I'm having some issues with the CUDA nvprof profiler. Some of the metrics on the site are named differently than in the profiler, and the variables don't seem to be explained anywhere on the site, or for that matter anywhere on the web (I wasn't able to find any valid reference).

I decoded most of those (here: calculating gst_throughput and gld_throughput with nvprof), but I'm still not sure about:

elapsed_cycles
max_warps_per_sm

Anyone knows precisely how to count those?

I'm trying to use the nvprof to assess some 6000 different kernels via cmdline, so it is not really viable for me to use the visual profiler.

Any help appreciated. Thanks very much!

EDIT: What I'm using:

CUDA 5.0, GTX480 which is cc. 2.0.

What I've already done:

I've made a script that gets the formulas for each of the metrics from the profiler documentation site, resolves dependencies for any given metric, extracts those through nvprof and then counts the results from those. This involved using a (rather large) sed script that changes all the occurrences of variables that appear on the site to the ones with the same meaning that are actually accepted by the profiler. Basically I've emulated grepping metrics via nvprof. I'm just having problems with those:

Why there is a problem with those concrete variables:

max_warps_per_sm - If it is the bound of the cc or another metric/event which I am perhaps somehow missing and is specific for my program (wouldn't be a surprise as some of the variables in the profiler documentation have 3 (!) different names all for the same thing).

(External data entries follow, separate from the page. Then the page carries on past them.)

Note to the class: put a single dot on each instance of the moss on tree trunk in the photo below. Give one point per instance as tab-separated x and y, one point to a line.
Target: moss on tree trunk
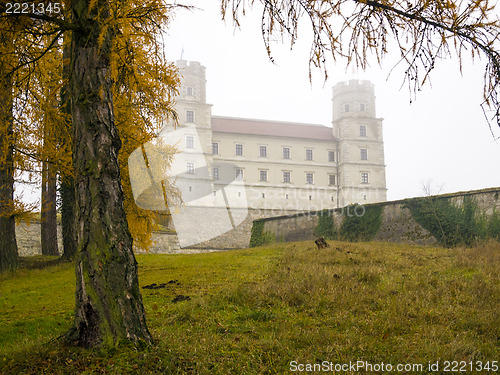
108	301
9	258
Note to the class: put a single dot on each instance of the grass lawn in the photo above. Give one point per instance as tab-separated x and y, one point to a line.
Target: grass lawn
270	309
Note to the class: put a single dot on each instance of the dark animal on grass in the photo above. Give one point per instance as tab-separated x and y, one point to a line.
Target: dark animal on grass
321	243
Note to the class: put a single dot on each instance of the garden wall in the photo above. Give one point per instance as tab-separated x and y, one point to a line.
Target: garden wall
396	222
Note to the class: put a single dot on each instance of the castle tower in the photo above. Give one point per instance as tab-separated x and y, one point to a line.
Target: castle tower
191	106
360	162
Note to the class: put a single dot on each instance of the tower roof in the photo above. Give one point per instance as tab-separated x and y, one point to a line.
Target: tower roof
271	128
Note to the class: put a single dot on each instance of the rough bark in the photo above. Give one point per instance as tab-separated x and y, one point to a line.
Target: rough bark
9	257
48	211
108	301
67	191
67	186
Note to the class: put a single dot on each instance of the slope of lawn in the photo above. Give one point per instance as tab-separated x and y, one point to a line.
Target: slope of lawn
268	309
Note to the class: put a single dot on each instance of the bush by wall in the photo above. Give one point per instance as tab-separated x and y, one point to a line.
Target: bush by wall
361	223
494	225
454	224
258	237
325	226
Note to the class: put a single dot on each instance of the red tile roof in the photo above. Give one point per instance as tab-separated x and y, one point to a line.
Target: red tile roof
271	128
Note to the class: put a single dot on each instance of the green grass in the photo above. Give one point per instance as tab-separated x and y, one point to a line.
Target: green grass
254	311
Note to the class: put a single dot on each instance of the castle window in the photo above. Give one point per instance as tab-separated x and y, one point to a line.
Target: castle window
189	116
331	155
309	178
286	176
308	154
263	175
331	179
364	178
239	149
239	174
263	151
364	154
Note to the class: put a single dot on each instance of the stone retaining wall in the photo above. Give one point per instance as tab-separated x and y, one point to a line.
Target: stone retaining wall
398	224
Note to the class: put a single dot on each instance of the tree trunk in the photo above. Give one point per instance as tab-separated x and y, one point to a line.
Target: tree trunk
108	300
48	210
9	257
67	186
67	190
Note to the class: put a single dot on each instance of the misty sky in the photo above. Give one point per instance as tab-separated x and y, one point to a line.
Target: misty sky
442	138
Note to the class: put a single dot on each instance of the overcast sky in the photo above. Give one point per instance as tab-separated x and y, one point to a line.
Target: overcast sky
442	137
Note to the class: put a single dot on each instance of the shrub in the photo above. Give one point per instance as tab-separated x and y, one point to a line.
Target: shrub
325	226
361	227
258	237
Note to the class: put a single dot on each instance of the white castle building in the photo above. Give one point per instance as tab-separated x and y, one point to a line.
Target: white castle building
286	165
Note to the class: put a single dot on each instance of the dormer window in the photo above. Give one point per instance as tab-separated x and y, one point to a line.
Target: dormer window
189	116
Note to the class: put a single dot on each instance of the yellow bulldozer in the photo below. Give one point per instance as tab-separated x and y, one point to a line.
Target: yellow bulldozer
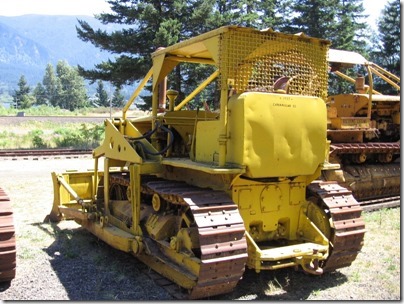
200	194
364	129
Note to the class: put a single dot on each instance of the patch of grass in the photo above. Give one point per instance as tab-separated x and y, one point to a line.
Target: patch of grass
51	135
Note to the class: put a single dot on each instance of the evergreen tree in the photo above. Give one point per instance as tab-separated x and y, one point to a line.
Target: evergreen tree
101	94
118	100
147	25
50	84
351	28
340	21
20	96
388	52
71	89
40	95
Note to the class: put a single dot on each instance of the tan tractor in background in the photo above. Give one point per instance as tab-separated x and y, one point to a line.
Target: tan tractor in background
200	194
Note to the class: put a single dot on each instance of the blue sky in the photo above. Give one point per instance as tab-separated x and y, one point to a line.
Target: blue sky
91	7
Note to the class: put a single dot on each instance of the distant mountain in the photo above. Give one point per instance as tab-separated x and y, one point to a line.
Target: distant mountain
29	42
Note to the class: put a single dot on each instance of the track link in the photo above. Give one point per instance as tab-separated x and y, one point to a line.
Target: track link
7	240
223	247
348	227
222	244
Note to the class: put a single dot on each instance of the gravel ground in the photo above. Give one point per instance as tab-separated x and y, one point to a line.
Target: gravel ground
65	262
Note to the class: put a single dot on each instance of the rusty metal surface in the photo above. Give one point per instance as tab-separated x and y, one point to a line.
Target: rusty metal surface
220	227
348	232
353	148
7	239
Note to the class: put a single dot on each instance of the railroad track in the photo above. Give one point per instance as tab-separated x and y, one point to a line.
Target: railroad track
34	154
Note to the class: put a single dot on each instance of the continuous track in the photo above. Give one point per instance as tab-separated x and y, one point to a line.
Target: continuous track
348	229
222	247
7	239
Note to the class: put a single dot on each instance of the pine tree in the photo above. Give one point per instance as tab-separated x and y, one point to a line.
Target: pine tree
71	90
50	84
351	28
20	96
102	95
147	25
340	21
40	95
118	100
388	53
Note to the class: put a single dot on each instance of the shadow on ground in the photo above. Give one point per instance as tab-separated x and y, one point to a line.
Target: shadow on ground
89	269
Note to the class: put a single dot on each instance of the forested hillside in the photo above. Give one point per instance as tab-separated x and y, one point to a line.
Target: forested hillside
28	43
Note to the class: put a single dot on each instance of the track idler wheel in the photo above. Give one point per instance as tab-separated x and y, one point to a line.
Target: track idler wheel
385	157
359	158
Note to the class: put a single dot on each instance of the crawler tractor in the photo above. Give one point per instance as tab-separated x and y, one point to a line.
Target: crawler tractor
200	194
7	239
364	129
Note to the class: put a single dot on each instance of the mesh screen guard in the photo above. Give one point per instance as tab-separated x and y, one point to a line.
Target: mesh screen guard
255	60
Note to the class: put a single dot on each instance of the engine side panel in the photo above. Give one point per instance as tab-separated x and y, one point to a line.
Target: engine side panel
275	135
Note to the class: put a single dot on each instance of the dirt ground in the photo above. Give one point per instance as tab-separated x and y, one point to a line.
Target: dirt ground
64	262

elapsed_cycles - I don't have elapsed_cycles in the output of nvprof --query-events. Not even anything containing the words "elapse" and the only one containing "cycle" is "active_cycles". Could that be it ? Is there any other way to count it? Is there any harm done in using "gputime" instead of this variable ? I don't need absolute numbers, I'm using it to find correlations and analyze code so if "gputime"= "elapsed_cycles" * CONSTANT, I'm perfectly okay with that.

1
Which version of CUDA are you using? The profiling tools evolve, so we need that information in order to help you.BenC

1 Answers

2
votes

You can use the following command that lists all the events available on each device:

nvprof --query-events

This is not very complete, but it's a good start to understand what these events/metrics are. For instance, with CUDA 5.0 and a CC 3.0 GPU, we get:

elapsed_cycles_sm: Elapsed clocks

elapsed_cycles_sm is the number of elapsed clock cycles per multiprocessor. If you want to measure this metric for your program:

nvprof --events elapsed_cycles_sm ./your_program

max_warps_per_sm is quite straightforward: this is the maximum number of resident warps per multiprocessor. This value depends on the Compute Capability (see the chart here). This is a hardware limit, no matter what your kernels are, at any given time, you will never have more resident warps per multiprocessor than this value.

Also, more information is available in the profiler's online documentation, with descriptions and formulae.

UPDATE

According to this answer:

active_cycles: Number of cycles a multiprocessor has at least one active warp.